Being ‘anti-union’ perfectly legal
Mark Goodman | Thursday, April 8, 2010
I want to respond to one of the assumptions that appears to underly Sarah Furman’s March 31 column about the HEI hotel company (“HEI: Still an issue”). She criticizes HEI for being “anti-union.” She seems to assume that being anti-union is either illegal or immoral. It is neither.
An employer, at least under current law, has every right to encourage its employees not to form or join a union. An employer is well within its rights, both legally and morally, to think that a union will not be in the best interests of the company or of its employees. While there are those who wish to deny employers the right and ability to communicate with their employees about unions organizing, employers in the U.S. have long been at liberty to speak with their employees about these matters.
If an employer goes beyond exercising his constitutionally protected right of free speech, and instead engages in actions that violate federal labor laws, then of course he should be held accountable for those violations. Whether HEI violated such laws is a matter to be decided by the NLRB — though I would caution anyone from assuming guilt merely based on allegations by NLRB staff.

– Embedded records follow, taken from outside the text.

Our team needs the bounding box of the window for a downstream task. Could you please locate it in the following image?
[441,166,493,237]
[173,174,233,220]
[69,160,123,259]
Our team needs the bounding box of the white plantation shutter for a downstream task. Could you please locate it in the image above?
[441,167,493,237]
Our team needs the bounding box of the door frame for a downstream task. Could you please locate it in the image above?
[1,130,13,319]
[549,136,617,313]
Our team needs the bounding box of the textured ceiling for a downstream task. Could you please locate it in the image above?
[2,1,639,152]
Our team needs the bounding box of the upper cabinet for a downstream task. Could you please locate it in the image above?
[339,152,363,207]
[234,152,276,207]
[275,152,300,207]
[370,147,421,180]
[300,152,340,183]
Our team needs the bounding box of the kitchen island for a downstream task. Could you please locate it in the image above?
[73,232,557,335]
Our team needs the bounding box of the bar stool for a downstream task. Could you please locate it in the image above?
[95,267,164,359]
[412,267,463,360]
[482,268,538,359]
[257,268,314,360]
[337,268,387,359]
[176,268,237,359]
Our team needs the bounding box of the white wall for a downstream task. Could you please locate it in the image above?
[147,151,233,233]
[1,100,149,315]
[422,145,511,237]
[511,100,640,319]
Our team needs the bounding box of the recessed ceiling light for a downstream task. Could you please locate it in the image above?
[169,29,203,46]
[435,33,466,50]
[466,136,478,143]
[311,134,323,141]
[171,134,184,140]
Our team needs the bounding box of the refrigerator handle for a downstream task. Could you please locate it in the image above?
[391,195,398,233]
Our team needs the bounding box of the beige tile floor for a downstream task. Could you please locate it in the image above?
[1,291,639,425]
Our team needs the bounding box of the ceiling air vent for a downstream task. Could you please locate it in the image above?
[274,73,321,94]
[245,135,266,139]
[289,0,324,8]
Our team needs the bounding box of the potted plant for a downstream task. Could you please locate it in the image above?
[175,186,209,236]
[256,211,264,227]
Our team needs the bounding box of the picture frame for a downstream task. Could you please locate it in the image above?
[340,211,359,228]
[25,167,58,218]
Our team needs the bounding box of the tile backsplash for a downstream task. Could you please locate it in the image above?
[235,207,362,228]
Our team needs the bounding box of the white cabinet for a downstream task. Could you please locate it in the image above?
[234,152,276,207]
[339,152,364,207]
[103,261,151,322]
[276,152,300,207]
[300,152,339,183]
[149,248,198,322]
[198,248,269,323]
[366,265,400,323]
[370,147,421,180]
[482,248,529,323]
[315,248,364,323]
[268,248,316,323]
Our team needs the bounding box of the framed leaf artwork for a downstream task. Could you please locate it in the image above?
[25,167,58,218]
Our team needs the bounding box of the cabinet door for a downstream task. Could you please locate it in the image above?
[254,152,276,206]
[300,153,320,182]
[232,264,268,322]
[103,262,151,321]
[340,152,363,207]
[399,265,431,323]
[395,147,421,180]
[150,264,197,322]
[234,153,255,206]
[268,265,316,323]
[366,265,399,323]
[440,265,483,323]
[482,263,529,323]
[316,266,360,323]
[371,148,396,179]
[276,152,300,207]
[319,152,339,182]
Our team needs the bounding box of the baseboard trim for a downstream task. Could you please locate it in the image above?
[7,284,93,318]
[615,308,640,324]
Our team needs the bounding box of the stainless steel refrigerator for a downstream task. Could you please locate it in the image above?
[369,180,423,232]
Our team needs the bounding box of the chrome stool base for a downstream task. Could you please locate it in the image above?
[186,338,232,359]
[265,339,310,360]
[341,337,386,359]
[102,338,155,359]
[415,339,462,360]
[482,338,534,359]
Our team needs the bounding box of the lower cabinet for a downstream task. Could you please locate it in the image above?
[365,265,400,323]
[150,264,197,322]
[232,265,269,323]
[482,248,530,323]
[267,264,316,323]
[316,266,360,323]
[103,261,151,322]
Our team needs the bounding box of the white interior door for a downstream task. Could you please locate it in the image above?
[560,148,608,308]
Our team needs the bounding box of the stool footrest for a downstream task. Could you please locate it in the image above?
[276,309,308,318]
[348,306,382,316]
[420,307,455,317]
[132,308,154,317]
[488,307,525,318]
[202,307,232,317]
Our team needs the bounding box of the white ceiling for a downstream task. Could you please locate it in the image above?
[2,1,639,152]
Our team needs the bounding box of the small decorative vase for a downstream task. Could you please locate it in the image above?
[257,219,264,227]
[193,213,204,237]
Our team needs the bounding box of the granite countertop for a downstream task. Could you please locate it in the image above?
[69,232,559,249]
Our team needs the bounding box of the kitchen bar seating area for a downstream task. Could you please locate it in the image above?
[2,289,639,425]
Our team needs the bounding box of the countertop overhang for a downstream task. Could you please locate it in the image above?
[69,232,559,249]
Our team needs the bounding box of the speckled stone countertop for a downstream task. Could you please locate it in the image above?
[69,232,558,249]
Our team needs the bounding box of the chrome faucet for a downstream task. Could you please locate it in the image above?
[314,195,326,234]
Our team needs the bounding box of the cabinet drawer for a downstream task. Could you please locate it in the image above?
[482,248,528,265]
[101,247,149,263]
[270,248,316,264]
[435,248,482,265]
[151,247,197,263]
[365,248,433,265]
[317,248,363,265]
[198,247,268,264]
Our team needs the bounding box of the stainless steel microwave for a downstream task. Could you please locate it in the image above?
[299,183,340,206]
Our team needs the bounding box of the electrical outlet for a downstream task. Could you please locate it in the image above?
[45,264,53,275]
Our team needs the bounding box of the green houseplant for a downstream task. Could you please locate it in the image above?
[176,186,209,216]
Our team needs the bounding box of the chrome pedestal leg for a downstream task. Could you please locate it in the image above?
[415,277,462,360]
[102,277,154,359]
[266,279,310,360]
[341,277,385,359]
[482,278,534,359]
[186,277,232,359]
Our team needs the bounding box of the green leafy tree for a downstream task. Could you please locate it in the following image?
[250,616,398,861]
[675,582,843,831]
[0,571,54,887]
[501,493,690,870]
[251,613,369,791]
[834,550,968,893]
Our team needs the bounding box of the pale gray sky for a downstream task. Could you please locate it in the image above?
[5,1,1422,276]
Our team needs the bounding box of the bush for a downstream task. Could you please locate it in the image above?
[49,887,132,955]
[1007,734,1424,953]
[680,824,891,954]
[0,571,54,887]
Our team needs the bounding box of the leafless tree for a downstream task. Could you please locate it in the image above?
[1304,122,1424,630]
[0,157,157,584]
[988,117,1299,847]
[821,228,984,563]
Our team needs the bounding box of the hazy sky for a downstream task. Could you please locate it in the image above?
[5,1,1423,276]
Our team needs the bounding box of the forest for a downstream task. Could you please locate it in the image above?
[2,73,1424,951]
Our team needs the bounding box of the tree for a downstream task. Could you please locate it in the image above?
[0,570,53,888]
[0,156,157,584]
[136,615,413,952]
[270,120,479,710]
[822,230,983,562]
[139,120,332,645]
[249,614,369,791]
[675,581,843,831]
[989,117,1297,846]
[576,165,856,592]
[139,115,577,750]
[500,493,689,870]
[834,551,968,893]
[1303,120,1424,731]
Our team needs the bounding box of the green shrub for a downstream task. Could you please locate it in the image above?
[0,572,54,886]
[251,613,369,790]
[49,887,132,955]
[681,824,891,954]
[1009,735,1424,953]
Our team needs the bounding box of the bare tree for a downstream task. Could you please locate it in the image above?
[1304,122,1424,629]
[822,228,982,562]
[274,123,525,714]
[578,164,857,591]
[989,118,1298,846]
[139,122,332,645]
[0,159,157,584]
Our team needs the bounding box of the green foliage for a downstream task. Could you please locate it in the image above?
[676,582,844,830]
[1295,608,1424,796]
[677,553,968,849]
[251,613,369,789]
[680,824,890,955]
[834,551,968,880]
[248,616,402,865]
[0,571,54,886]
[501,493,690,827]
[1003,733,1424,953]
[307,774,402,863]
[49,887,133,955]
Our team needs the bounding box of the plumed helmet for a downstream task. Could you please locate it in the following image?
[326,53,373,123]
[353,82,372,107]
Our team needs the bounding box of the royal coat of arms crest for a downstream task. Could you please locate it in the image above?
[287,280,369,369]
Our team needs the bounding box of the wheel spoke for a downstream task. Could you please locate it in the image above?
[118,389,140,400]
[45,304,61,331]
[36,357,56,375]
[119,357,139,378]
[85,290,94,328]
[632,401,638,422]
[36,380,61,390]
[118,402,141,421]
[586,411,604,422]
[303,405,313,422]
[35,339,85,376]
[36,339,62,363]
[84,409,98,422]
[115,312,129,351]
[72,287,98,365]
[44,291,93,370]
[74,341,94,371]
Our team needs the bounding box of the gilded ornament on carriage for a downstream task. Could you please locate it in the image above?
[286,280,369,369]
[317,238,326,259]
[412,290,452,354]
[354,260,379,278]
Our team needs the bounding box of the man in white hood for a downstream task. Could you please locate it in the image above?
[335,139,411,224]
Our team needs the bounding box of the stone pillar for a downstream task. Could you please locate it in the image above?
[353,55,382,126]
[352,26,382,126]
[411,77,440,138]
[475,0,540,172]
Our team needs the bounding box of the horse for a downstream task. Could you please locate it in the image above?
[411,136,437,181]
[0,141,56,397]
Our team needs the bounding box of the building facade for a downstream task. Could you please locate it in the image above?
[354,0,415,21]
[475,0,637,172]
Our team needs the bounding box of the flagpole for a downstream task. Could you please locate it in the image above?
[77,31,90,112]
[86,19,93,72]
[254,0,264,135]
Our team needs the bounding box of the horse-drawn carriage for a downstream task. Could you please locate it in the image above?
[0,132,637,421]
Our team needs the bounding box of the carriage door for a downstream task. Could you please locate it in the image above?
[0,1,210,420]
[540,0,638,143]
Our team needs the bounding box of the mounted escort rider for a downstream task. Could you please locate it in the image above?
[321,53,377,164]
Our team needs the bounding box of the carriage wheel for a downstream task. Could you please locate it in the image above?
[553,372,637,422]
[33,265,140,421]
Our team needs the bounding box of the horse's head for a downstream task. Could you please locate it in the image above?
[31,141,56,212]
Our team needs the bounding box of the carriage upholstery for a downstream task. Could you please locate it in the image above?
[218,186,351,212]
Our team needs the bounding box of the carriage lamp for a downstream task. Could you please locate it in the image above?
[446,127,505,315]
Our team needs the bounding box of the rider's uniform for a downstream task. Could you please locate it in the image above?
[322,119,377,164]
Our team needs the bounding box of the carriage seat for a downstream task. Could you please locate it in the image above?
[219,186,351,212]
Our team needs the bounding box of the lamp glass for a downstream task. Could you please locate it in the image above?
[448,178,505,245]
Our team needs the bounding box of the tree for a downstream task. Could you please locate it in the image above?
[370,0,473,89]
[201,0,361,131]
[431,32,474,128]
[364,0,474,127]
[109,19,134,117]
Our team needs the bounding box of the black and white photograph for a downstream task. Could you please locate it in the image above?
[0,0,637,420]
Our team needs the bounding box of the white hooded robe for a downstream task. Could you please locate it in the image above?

My point is that encouraging employees not to join a union is not synonymous with denying them the right to do so. If, after hearing both sides of the argument, employees freely choose to unionize, then that is their right. However, we should not assume that employers who are “anti-union,” in the sense that they actively communicate with their employees and encourage them to not join a union, are acting either illegally or immorally.